Os integrantes permanentes da banda de folk rock Buffalo Springfield vão se juntar para fazer shows de caridade no próximo mês, diz o site da BBC. Neil Young, Stephen Stills e Richie Furay vão se apresentar dia 23 e 24 de outubro em Mountain View, no norte da Califórnia (EUA).

O lucro será direcionado para uma escola também na Califórnia que educa crianças com sérias dificuldades físicas e na fala. Young já tem feito shows beneficentes para a escola desde 1986.

Buffalo Springfield foi formado em 1966, lançou três álbuns e se separou em 1968. Além de Young, Stills e Furay, o grupo tinha ainda baixista Bruce Palmer e o baterista Dewey Martin, que morreram em 2004 e 2009, respectivamente.
fonte: Globo.com


O Buffalo é uma daquelas bandas negligenciadas ao longo do tempo, em favor das que vieram depois. Basta dizer que ela lançou Neil Young e ajudou a fundar o Crosby Stills and Nash, que posteriormente acolheu o próprio Young. Quando ficar velho quero ser ativo que nem esses caras!

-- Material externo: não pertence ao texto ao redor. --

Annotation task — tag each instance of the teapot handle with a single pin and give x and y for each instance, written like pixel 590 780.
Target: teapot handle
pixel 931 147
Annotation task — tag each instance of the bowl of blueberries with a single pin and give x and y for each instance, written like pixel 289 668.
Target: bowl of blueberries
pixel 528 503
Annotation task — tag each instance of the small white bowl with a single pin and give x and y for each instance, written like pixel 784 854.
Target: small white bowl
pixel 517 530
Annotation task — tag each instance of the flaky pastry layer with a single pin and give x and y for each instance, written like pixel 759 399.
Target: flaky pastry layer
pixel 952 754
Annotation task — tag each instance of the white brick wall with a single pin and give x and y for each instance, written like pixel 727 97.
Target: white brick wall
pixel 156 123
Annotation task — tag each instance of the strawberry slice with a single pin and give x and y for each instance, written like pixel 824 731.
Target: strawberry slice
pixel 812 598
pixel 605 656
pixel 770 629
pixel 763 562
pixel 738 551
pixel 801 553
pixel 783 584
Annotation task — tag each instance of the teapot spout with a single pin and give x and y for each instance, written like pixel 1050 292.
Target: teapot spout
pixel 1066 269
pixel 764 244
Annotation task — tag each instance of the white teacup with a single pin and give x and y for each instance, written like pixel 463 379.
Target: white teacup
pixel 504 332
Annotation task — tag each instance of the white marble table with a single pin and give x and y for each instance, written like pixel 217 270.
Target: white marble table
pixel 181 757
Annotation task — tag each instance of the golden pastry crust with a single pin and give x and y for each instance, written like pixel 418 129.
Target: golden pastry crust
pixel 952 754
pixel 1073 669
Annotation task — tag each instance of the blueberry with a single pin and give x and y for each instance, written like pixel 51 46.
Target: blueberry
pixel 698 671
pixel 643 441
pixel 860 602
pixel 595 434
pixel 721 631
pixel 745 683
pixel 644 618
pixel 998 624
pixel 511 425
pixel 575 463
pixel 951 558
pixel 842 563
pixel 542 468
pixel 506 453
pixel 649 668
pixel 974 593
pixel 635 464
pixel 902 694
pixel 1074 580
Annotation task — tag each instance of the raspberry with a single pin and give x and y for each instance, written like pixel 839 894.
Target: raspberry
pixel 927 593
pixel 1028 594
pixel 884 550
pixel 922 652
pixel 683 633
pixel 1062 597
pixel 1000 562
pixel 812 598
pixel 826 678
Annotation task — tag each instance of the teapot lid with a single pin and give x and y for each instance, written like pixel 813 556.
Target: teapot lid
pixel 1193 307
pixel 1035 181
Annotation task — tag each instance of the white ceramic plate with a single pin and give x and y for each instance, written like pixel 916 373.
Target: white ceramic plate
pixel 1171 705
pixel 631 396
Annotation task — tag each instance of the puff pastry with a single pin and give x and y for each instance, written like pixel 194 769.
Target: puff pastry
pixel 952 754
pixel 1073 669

quarta-feira, 25 de agosto de 2010

Rock News: Neil Young lança novo disco em setembro

Já tem data para chegar às lojas o novo trabalho do cantor e compositor canadense Neil Young. O músico anunciou através de sua página no Facebook que o próximo disco será lançado em 28 de setembro. O álbum recebeu o nome de “Le Noise” e foi produzido pelo renomado Daniel Lanois.

“‘Le Noise’ está completo. É um disco solo. Estará disponível em CD, vinil e no iTunes na primeira edição, seguido por blu-ray e aplicativos para iPhone e iPad, mais ou menos um mês depois. Os aplicativos serão grátis e trarão a capa do álbum em versão interativa. Desculpem pelo uso da palavra ‘álbum’, mas sou 'das antigas’”, escreveu Young no Facebook.

As novas músicas ainda não foram divulgadas, mas o cantor já apresentou algumas dessas canções em shows recentes.
fonte: Rock Online


Caraca! Onde desliga esse cara? Ele não pára!
Bom, vamos ouvir!

terça-feira, 4 de maio de 2010

Hoje no Rock: Ohio

Em 4 de maio de 1970 um protesto contra a guerra do Vietnam, na Universidade de Kent, foi duramente abafado pela Guarda Nacional de Ohio, resultando na morte de 4 estudantes. O episódio logo ganhou as páginas dos jornais e revistas de todo o mundo.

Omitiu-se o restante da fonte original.